Argentina officials are investigating the financial arm of a powerful Mexican cartel — showing the country’s eagerness to shed its notoriety as a money laundering hub for international drug traffickers.

On March 15, a federal judge in Morón, in the province of Buenos Aires, questioned Oscar Calvete Souza, a businessman who allegedly acted as a local connection to a Mexican group known as Los Cuinis, Clarín reported. Argentine courts have also questioned another man believed to have been the group’s driver and frontman.

The Cuinis — described as “Mexico’s richest cartel” — serve as the financial arm of the infamous Jalisco Cartel New Generation (Cartel Jalisco Nueva Generación – CJNG), although recent reports indicate they may have been fully integrated.

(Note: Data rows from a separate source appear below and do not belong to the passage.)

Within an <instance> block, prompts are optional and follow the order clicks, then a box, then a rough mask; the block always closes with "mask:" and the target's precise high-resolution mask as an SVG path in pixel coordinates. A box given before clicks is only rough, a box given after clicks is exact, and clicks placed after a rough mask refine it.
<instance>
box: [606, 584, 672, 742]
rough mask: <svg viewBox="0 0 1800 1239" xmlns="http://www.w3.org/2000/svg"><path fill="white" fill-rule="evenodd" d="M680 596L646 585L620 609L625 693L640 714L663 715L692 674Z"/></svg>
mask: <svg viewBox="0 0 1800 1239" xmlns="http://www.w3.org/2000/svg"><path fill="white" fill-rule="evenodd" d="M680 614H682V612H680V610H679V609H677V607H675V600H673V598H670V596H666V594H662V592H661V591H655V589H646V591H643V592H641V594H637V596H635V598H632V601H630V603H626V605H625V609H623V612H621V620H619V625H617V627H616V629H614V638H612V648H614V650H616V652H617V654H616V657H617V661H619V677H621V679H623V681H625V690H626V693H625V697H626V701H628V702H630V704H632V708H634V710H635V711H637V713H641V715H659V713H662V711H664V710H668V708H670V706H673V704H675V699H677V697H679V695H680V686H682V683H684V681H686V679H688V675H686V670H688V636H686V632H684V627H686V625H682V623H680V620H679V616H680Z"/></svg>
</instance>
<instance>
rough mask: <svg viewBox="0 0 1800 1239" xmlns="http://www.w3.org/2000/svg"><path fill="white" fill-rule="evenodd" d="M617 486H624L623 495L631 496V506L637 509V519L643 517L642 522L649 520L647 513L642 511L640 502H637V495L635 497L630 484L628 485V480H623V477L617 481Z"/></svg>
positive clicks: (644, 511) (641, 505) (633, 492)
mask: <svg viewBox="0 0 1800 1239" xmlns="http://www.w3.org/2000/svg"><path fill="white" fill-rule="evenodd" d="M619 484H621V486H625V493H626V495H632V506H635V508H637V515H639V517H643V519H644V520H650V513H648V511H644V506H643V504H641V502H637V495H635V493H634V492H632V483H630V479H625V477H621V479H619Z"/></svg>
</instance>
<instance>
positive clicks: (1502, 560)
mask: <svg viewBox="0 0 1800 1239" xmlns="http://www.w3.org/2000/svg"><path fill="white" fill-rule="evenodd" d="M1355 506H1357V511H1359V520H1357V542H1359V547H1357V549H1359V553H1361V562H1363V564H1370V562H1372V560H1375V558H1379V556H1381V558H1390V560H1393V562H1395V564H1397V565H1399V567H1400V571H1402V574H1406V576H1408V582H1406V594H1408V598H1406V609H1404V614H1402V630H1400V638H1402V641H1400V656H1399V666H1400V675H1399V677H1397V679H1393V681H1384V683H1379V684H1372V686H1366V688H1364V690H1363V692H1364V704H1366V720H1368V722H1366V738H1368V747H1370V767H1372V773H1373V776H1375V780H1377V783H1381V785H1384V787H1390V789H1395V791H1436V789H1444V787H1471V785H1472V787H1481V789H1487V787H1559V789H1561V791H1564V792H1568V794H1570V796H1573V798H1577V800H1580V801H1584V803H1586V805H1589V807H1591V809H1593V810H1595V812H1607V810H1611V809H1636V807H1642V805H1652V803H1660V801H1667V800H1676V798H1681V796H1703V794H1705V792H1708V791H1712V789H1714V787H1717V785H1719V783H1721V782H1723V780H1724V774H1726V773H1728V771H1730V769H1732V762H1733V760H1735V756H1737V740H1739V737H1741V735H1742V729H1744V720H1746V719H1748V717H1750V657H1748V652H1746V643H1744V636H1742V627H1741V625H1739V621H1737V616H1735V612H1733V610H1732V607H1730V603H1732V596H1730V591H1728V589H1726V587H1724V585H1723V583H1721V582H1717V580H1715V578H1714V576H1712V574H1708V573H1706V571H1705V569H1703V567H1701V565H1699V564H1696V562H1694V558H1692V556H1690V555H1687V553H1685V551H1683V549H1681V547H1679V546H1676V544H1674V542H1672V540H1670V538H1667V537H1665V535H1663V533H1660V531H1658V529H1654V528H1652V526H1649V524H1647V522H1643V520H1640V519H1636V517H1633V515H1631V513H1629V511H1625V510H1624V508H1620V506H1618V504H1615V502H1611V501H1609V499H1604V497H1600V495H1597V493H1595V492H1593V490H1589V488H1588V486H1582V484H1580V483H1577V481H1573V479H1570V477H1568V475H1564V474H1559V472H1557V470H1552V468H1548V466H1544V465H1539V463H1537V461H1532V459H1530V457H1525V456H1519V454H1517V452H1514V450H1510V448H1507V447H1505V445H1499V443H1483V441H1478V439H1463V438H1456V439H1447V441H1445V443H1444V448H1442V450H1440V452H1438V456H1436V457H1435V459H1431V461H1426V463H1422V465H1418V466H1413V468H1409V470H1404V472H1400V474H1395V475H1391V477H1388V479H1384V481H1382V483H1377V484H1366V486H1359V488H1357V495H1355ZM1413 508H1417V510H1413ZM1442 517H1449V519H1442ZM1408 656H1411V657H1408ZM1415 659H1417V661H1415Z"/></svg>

SEE ALSO: Jalisco Cartel New Generation News and Profile

Calvete Souza is accused of working with Gerardo González Valencia, a Mexican national who is one of the leaders of the Cuinis. González Valencia lived in Argentina with his own family between 2007 and 2011 before moving to Uruguay.

A few years later, in 2016, González Valencia was arrested in Uruguay on money laundering charges after a company he used to buy property in the exclusive city of Punta del Este was named in the Panama Papers scandal.

Investigators told Perfil that González Valencia managed the organization’s operations from Uruguay with nothing but his cell phone. During the arrest, authorities seized goods worth $10 million from González Valencia. Authorities in Uruguay approved his extradition to the United States, where he faces drug trafficking charges.

The judge in Argentina is asking for the seizure of properties González Valencia bought with money he made while living there.

InSight Crime Analysis

Argentina’s pursuit of the case against Gerardo González Valencia sheds new light on the power and reach of Los Cuinis, and highlights both Argentina and Uruguay’s recent willingness to pursue drug-money launderers.

Both South American countries have long been branded safe havens for money laundering, which made them attractive to criminal organizations like Los Cuinis looking to invest their earnings.

Uruguay provides ample money laundering opportunities through its dollarized economy and relative lack of restrictions on capital flows. Its links to major drug markets across the Atlantic and in neighboring Brazil and Argentina make it a popular destination for drug traffickers.

The fact that Gerardo González Valencia was able to live in Uruguay for so long and avoid arrest hints at the ease with which traffickers have used the country as a home base.

His 2016 arrest suggested that the Southern Cone countries were ready to tackle the group’s incursions.

SEE ALSO: Mexico Institutional Failures Allow CJNG to Thrive Unchecked

A number of top members of the González Valencia family which makes up the core of Los Cuinis have been arrested in Mexico and Brazil in recent years.

In September 2018, Rosalinda González Valencia — Gerardo’s sister and wife of Nemesio Oseguera Cervantes, alias “El Mencho,” the CJNG’s leader — was released on bail in Mexico just three months after she was arrested on organized crime and money laundering charges.

Abigael González Valencia, the other leader of Los Cuinis, was arrested in Mexico in February 2015 and remains in jail.

In late 2017, federal police in Brazil arrested José González Valencia, alias “La Chepa,” in a rented beach house in the northeastern city of Fortaleza, where he had joined his family for the holidays. The arrest followed an extradition request by the United States, which sought the crime boss on drug trafficking charges.

These blows to the group have cast serious doubt as to whether Los Cuinis remain an independent partner of the CJNG, or have been completely taken over by the cartel.